Ciało 15-letniego chłopca znaleziono w pokoju, który zajmował w Młodzieżowym Ośrodku Wychowawczym w Łańcucie w poniedziałek 7 września około godz. 10.00. Martwego nastolatka znalazł jego współlokator.
- W dniu 7 września około godz. 10:00 współlokator, po odebraniu śniadania, poinformował wychowawcę, że kolega z pokoju leży w łóżku i prawdopodobnie nie żyje. Wychowawca wezwał pomoc medyczną. Lekarz z Pogotowia ratunkowego stwierdził zgon. - informuje nas prokurator rejonowy Marek Jękot z Prokuratury Rejonowej w Łańcucie.

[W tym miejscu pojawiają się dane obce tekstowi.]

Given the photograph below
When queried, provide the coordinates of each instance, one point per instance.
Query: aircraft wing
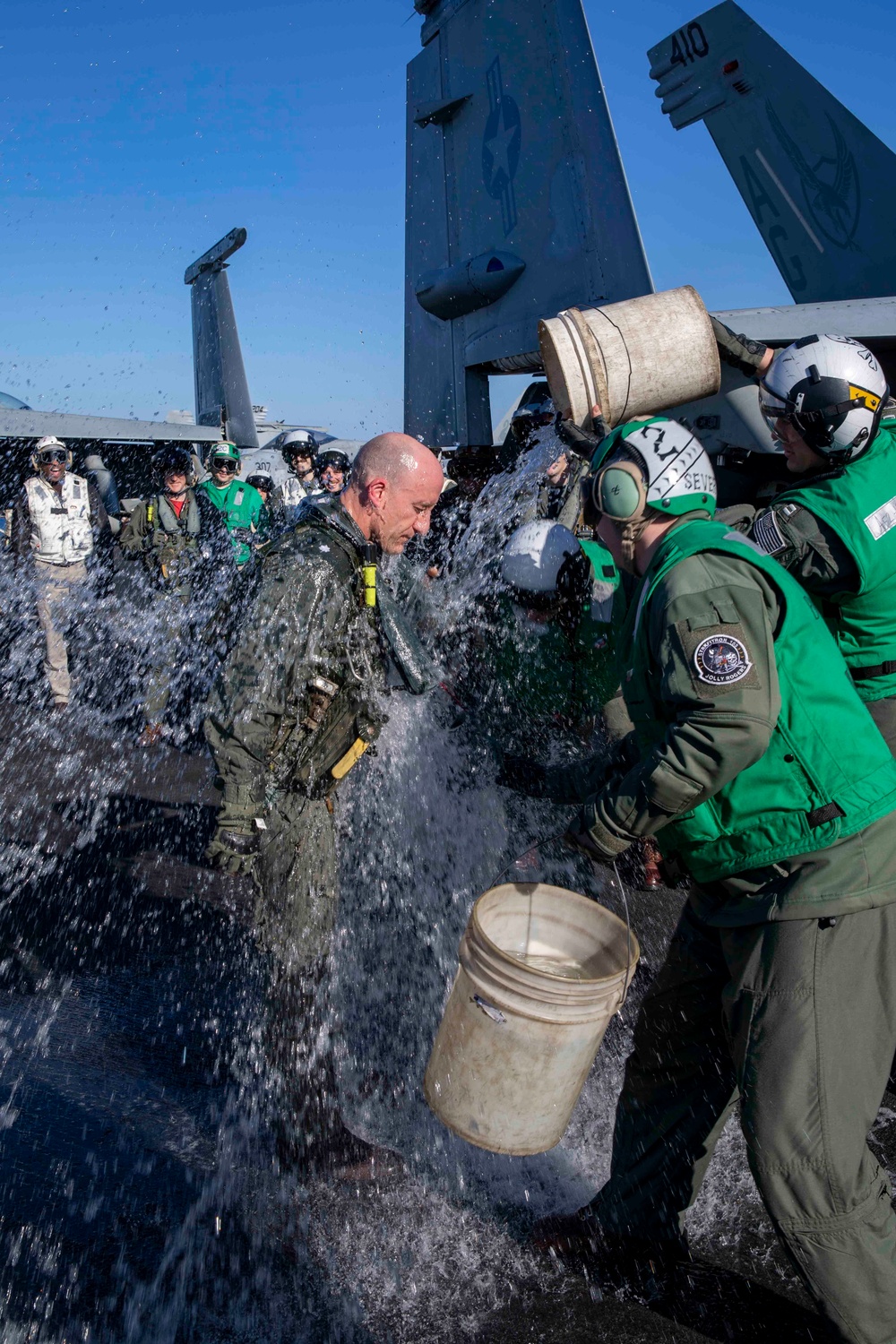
(99, 429)
(815, 180)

15-latek trafił do Niepublicznego Młodzieżowego Ośrodka Wychowawczego w Łańcucie 3 września 2020 roku. Jak wynika ze wstępnych ustaleń, do ośrodka został skierowany przez sąd. Został umieszczony w dwuosobowym pokoju z innym wychowankiem ośrodka, gdzie miał przebywać przez 7 dni zgodnie z procedurami ośrodka w związku z epidemią koronawirusa. Według informacji podanych przez RMF FM chłopiec trafił do Łańcuta bezpośrednio z policyjnej izby dziecka w Katowicach, wcześniej miał przebywać w domu dziecka w Bytomiu. Z informacji RMF FM wynika, że 15-latek pod nadzorem pielęgniarki przyjmował w ośrodku leki. Trwa śledztwo pod nadzorem prokuratury. Zabezpieczono zapis monitoringu.

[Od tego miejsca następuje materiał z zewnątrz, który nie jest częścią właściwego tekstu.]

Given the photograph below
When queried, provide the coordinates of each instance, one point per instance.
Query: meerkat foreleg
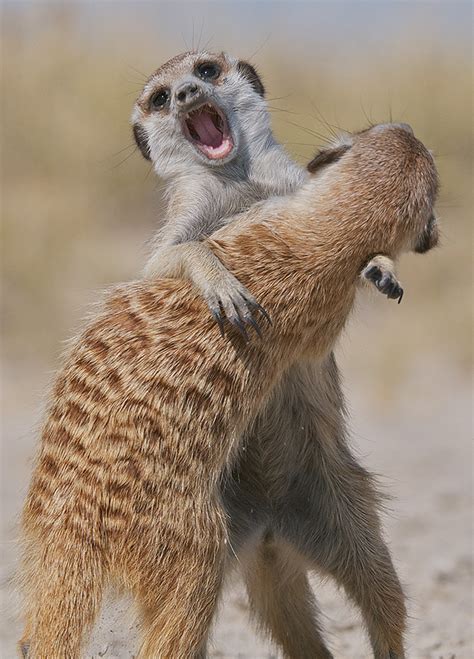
(225, 296)
(380, 271)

- Niezwłocznie prokurator przeprowadził oględziny miejsca ujawnienia zwłok oraz zwłok z udziałem biegłego lekarza. Zabezpieczono zapis monitoringu z korytarza NMOW w Łańcucie obejmującego wejście do pomieszczenia, w którym przebywał zmarły małoletni. Przesłuchano w charakterze świadków wychowawców NMOW w Łańcucie. - mówi Marek Jękot z Prokuratury Rejonowej w Łańcucie.
Zabezpieczono zwłoki 15-latka do badań. Przeprowadzenie sekcji zwłok zaplanowano na 10 września. Jak informuje Prokuratura Rejonowa w Łańcucie śledztwo prowadzone będzie o czyn z art. 155 kodeksu karnego (nieumyślne spowodowanie śmierci).